A housekeeper would have Rosie in the housekeeping cart and turn it on once inside the room. The robot is preprogrammed with the room's layout and has sensors to navigate around the bed and other obstacles. While the robot is doing its job vacuuming the floors and scrubbing the bathroom, the maid is fixing the bed and cleaning other parts of the room. 

Green said the Rosie robot is quicker, sturdier and much more industrial than a Roomba.

Green said the average time for hotel staff to clean a room is 15 to 30 minutes. With the robot and a maid, it cuts down the time significantly. He said Rosie can clean a room in six to eight minutes. Maidbot is developing ways to cut down that time. 

“It's a parallel process," he said. "We are bridging the gap between robots and humans so they could work alongside each other."

He has already received investment and interest in his product around the world, he said. His goal is to have Rosie in hotels and other commercial real estate properties such as buildings. Soon the robot will learn how to collect data, such as where the dirtiest parts of the rooms are, what area people spend most of their time in and the best spot to place WiFi. 

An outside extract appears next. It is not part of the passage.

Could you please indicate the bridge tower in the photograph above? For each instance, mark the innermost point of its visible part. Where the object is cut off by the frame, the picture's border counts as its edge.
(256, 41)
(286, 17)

He also believes robots taking people's jobs is a bit blown out of proportion. 

There are so many open positions especially in housekeeping where there is a large turnover, he said.

"It's all over the world — China is having issues [filling hotel work], Europe is having issues and industrial cleaning companies have 40% vacancy in that position," he said. "The way I approach it is the job has to be done and there's not enough people to do it. 

"So we're not replacing people, we're helping fill certain aspects of the position."